The research unveils several pivotal findings that contribute to the field of compact LLM design:

Depth over Width: Contrary to prevalent scaling laws, the paper finds that for compact models, adopting a deep-and-thin architecture significantly enhances model performance.
Efficient Weight Utilization Techniques: Techniques such as embedding sharing, grouped query attention, and an innovative immediate block-wise weight sharing method augment model efficiency without expanding its size.
MobileLLM and MobileLLM-LS: The paper introduces two novel model families.

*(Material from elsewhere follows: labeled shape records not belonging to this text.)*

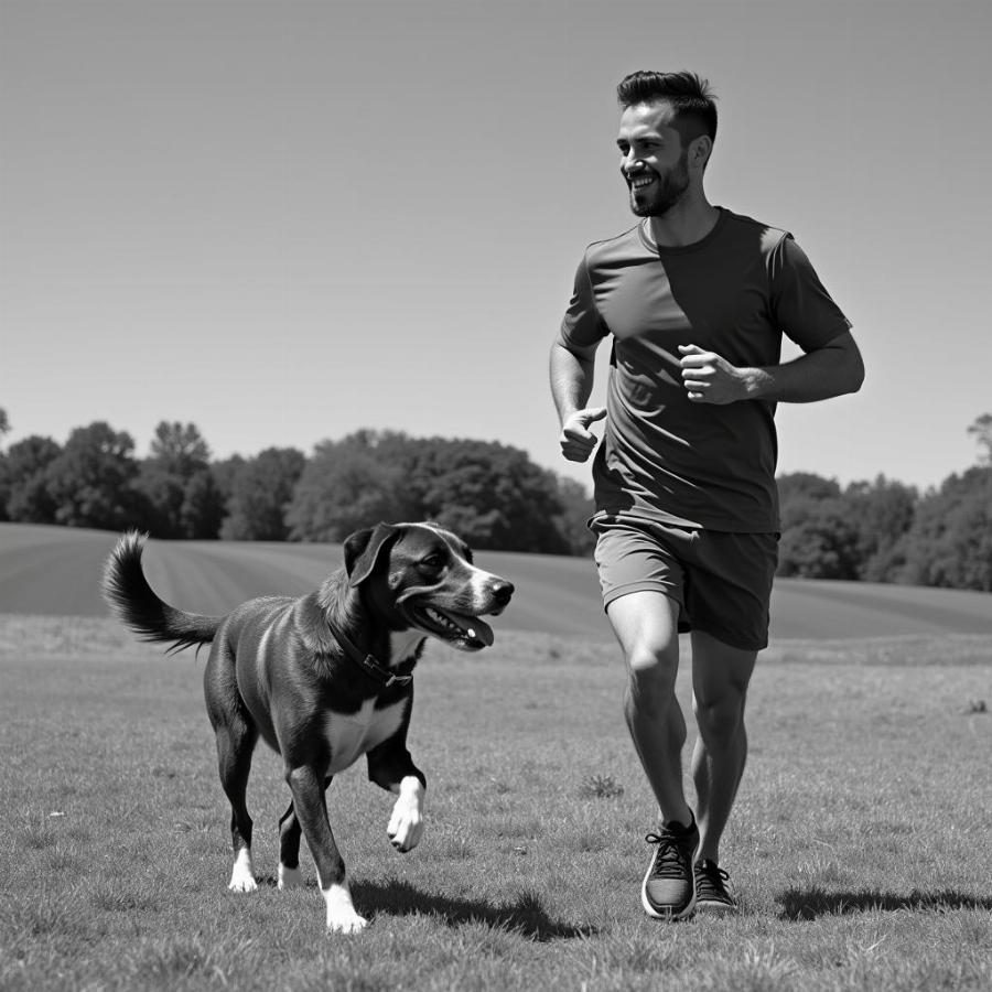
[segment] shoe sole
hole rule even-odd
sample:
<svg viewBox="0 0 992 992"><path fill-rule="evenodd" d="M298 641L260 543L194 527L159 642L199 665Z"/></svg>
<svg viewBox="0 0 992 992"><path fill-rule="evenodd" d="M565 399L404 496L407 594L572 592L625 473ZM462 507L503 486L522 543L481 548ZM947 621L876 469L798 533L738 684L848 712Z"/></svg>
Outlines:
<svg viewBox="0 0 992 992"><path fill-rule="evenodd" d="M725 914L736 913L737 906L730 905L729 903L718 903L718 902L707 902L699 899L696 901L696 912L697 913L714 913L718 916L723 916Z"/></svg>

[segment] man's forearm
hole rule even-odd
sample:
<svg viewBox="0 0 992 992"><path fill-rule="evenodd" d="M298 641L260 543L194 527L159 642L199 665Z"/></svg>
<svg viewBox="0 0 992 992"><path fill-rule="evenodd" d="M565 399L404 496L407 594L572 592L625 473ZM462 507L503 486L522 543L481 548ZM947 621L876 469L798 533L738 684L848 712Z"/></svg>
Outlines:
<svg viewBox="0 0 992 992"><path fill-rule="evenodd" d="M576 355L557 342L551 346L551 396L561 423L589 402L594 370L592 359Z"/></svg>
<svg viewBox="0 0 992 992"><path fill-rule="evenodd" d="M829 346L784 365L740 371L747 399L769 402L813 403L856 392L864 381L864 366L856 349Z"/></svg>

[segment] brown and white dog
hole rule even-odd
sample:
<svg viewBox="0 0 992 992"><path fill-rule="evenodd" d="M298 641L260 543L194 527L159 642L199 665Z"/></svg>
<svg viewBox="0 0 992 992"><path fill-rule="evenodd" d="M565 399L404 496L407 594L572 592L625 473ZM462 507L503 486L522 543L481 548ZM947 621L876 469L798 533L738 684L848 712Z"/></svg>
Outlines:
<svg viewBox="0 0 992 992"><path fill-rule="evenodd" d="M363 754L368 777L398 795L386 828L399 851L423 833L423 774L407 750L412 671L427 636L463 651L493 644L481 619L500 613L514 586L472 564L459 537L433 524L380 524L344 542L343 569L300 599L249 600L227 616L168 605L141 567L143 538L125 535L107 560L104 595L144 640L173 650L212 644L204 671L220 784L231 807L229 887L257 887L245 804L259 736L282 755L292 801L279 821L279 887L301 883L306 838L327 907L327 929L354 932L355 912L324 790Z"/></svg>

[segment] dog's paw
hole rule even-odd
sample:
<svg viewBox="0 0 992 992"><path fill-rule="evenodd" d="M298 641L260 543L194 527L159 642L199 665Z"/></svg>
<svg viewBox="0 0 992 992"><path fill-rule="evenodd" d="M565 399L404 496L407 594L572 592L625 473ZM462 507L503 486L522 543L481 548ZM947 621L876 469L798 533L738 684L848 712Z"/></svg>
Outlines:
<svg viewBox="0 0 992 992"><path fill-rule="evenodd" d="M258 882L255 881L255 869L251 866L251 854L247 848L238 851L227 887L231 892L255 892L258 888Z"/></svg>
<svg viewBox="0 0 992 992"><path fill-rule="evenodd" d="M360 934L368 926L368 920L354 910L351 916L327 920L328 934Z"/></svg>
<svg viewBox="0 0 992 992"><path fill-rule="evenodd" d="M303 872L300 869L288 869L279 864L279 888L299 888L303 884Z"/></svg>
<svg viewBox="0 0 992 992"><path fill-rule="evenodd" d="M400 783L400 796L392 807L386 834L397 851L406 853L420 843L423 828L423 786L419 778L410 776Z"/></svg>
<svg viewBox="0 0 992 992"><path fill-rule="evenodd" d="M332 885L325 889L324 902L327 904L328 934L360 934L368 926L368 920L355 912L347 885Z"/></svg>

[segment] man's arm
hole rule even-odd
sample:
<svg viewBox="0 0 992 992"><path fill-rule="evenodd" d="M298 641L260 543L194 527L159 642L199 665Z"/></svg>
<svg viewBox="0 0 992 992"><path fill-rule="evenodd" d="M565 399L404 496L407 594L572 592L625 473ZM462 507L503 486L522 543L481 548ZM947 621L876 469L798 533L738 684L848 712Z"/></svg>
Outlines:
<svg viewBox="0 0 992 992"><path fill-rule="evenodd" d="M738 368L696 345L679 345L679 351L682 385L696 403L812 403L858 392L864 381L864 363L850 331L794 362L762 368Z"/></svg>
<svg viewBox="0 0 992 992"><path fill-rule="evenodd" d="M606 410L586 407L592 395L596 346L582 348L565 346L561 341L551 345L551 396L561 422L559 444L570 462L585 462L596 446L596 436L589 430L602 420Z"/></svg>

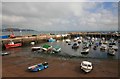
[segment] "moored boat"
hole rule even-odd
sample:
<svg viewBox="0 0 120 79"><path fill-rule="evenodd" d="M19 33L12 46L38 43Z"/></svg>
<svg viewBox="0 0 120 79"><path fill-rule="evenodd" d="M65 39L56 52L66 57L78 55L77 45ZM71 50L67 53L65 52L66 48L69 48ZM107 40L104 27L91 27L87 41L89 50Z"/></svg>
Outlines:
<svg viewBox="0 0 120 79"><path fill-rule="evenodd" d="M5 47L8 48L13 48L13 47L20 47L22 46L22 43L14 43L13 41L9 42L8 44L5 44Z"/></svg>

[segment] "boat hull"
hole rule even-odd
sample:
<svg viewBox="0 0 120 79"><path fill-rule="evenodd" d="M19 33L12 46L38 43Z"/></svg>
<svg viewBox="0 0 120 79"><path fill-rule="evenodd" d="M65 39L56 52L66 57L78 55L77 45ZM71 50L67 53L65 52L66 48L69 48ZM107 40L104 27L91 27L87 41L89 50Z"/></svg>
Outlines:
<svg viewBox="0 0 120 79"><path fill-rule="evenodd" d="M5 44L6 49L8 49L8 48L14 48L14 47L20 47L20 46L22 46L22 43Z"/></svg>

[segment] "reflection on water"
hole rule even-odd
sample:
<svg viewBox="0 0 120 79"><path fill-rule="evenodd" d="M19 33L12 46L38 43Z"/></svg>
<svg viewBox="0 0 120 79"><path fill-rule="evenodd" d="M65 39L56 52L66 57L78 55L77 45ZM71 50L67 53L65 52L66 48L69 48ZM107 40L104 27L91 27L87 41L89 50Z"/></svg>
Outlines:
<svg viewBox="0 0 120 79"><path fill-rule="evenodd" d="M34 46L42 46L45 43L42 44L36 44ZM88 57L88 58L109 58L109 59L118 59L118 51L116 52L115 56L110 56L107 54L107 50L106 51L100 51L100 48L97 47L96 50L93 49L93 46L90 47L90 52L86 55L81 54L81 50L82 50L82 43L79 45L79 48L74 50L72 49L72 45L68 45L67 43L63 42L63 41L59 41L59 42L53 42L53 43L47 43L49 45L52 46L56 46L59 45L61 47L61 52L57 54L57 56L74 56L77 58L80 57ZM11 48L11 49L7 49L3 52L10 52L11 55L9 56L30 56L30 57L39 57L39 56L50 56L50 54L41 54L41 53L37 53L37 52L33 52L31 51L31 47L32 46L26 46L26 47L18 47L18 48Z"/></svg>

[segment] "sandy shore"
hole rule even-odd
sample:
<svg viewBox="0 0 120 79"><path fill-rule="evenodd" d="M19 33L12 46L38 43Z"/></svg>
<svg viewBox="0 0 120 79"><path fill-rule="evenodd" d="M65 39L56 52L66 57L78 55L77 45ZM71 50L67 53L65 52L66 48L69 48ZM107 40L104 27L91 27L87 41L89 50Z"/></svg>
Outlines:
<svg viewBox="0 0 120 79"><path fill-rule="evenodd" d="M86 60L64 59L58 57L2 57L3 77L118 77L118 60L89 59L93 63L92 72L85 74L80 70L80 62ZM47 61L49 68L40 72L29 72L27 67Z"/></svg>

MobileLLM sets a new state-of-the-art (SOTA) performance for sub-billion parameter models. The MobileLLM-LS models, employing layer-sharing, further enhance accuracy while ensuring compatibility with on-device constraints.

Practical Implications

The experimental results demonstrate the MobileLLM models' superiority over previous sub-billion parameter models across multiple benchmarks, including zero-shot common sense tasks and reading comprehension. Notably, MobileLLM models exhibit close correctness to much larger models like LLaMA-v2 7B in API calling tasks, highlighting their potential in common on-device use cases. Such advancements suggest a promising future where compact, efficient LLMs can be ubiquitously deployed in mobile devices, significantly reducing cloud dependency and operational costs.

Theoretical Contributions

This paper revisits and redefines the fundamental principles guiding the scaling and architecture of LLMs for compact, efficient models. By empirically disproving the universality of the scaling laws for sub-billion parameter models and demonstrating the efficacy of depth over width, the research paves the way for a new direction in LLM architecture design. Furthermore, the introduction of immediate block-wise weight sharing as an effective method to enhance model depth without incurring significant computational overhead contributes novel insights into the efficient design of neural networks.

Future Directions

The findings from this paper open numerous avenues for future research, particularly in exploring the bounds of model compactness while maintaining, or even enhancing, performance. Further exploration into neural architecture search (NAS) tailored for LLMs could automate the discovery of optimal architectures for specific on-device applications. Additionally, assessing the compatibility of MobileLLM with emerging model compression techniques could lead to even more significant efficiency gains. Finally, the practical execution strategies outlined in the paper, including compatibility with post-training quantization, suggest ample scope for integration into real-world applications, promising widespread accessibility to advanced AI capabilities on mobile devices.

Conclusion

"MobileLLM: Optimizing Sub-billion Parameter LLMs for On-Device Use Cases" substantially advances our understanding of designing efficient, compact LLMs suited for practical deployment in on-device scenarios. By challenging existing paradigms and introducing novel architectural optimizations, this work opens the door to a future where powerful AI applications can run locally on user devices, heralding a new era of accessibility, efficiency, and privacy in AI usage.